Mengutip data Bloomberg, Selasa (19/5/2026), sekitar pukul 11.29 WIB, rupiah merosot ke level Rp17.727 dari posisi penutupan kemarin Rp 17.668 per dolar AS. Rupiah pagi tadi di buka di posisi Rp 17.679 per dolar AS.
Direktur Eksekutif Center of Economic and Law Studies (Celios), Bhima Yudhistira menyampaikan, pelemahan rupiah akan menaikkan harga barang yang komponennya dari impor, seperti handphone, kendaraan bermotor, televisi, hingga mesin cuci.
Baca juga: Siang Ini, Rupiah Terjun ke Level Rp17.727 per Dolar AS
Barang-barang tersebut, digunakan oleh orang kaya maupun masyarakat di desa.
Selain itu, bahan bakar minyak (BBM) dan LPG masih dipenuhi dari impor untuk kebutuhan nasional.
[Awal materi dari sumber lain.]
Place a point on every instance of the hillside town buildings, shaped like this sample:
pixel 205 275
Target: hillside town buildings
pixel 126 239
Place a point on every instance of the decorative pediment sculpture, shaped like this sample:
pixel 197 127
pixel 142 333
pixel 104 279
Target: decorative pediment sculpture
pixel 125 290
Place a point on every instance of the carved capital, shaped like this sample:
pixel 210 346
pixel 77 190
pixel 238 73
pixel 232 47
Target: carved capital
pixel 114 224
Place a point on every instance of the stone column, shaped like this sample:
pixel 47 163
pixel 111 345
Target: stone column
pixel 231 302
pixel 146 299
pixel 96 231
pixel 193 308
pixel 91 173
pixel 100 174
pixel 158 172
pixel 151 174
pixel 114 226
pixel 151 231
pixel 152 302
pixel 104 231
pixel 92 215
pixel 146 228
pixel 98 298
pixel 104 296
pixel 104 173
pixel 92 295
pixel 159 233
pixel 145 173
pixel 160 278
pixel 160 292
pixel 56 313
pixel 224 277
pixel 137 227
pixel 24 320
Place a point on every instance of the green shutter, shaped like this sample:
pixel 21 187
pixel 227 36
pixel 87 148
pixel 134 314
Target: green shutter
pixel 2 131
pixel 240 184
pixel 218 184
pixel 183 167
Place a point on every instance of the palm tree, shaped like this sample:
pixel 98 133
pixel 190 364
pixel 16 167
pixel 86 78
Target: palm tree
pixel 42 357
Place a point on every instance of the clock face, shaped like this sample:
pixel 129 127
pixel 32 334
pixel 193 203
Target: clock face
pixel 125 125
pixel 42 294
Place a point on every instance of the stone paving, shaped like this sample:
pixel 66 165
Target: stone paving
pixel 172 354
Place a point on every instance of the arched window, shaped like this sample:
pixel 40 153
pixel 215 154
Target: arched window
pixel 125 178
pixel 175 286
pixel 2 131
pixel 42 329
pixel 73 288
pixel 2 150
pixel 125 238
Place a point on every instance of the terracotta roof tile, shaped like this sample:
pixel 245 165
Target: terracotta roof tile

"Lalu juga pupuk di sentra pertanian akan terpengaruh harganya kalau rupiah makin lama makin lemah. Itu semua tinggal menunggu waktu saja, sampai harganya akan menekan masyarakat di pedesaan," ujar Bhima.
Selain harga barang yang naik, kata Bhima, industri yang bahan bakunya didapat dari impor, akan menekan produksinya dan akhirnya terjadi pemutusan hubungan kerja (PHK).
"Bisa terjadi PHK massal dari pelemahan rupiah, dan desa akan dibanjiri oleh mereka jadi korban PHK di perkotaan. Kembali ke desa tapi dalam posisi tidak bekerja dan tidak berpenghasilan, ini akan menjadi beban desa," paparnya.
Ketua Forum Konsumen Berdaya Indonesia (FKBI), Tulus Abadi menyampaikan, saat ini ketergantungan Indonesia terhadap produk impor masih sangat tinggi, seperti kedelai yang 80 persen dari impor, kemudian gandum 100 persen impor, bawang putih 100 persen impor, BBM 60 persen impir.
"Gas elpiji 80 persen impor, sampai aspal untuk bikin jalan 90 persen impir. Jadi kalau rupiah remuk versus dolar AS, rakyat kecil di kampung-kampung pun ikut mendelik! Karena impor untuk membelinya pakai devisa, alias dolar AS. Untuk produk impor sudah pasti sangat terpengaruh oleh kurs dolar AS," papar Tulus.
Menurutnya, jika dolar AS makin melonjak, maka biaya impor akan naik, baik yang ditanggung oleh swasta atau negara.
Jika harga minyak mentah terus melangit, dan kurs dolar AS terus melangit juga, Tulus menyebut, pemerintah akan semakin pening karena harus menambah subsidi energi dari APBN.
"Jika harga kedelai di pasar internasional naik, endingnya harga tempe akan naik pula. Artinya rakyat kecil akan makin tercekik dan mendelik," ucapnya.
Selain itu, Tulus memaparkan, saat kurs rupiah makin anjlok akan meningkatkan biaya produksi bagi perusahaan.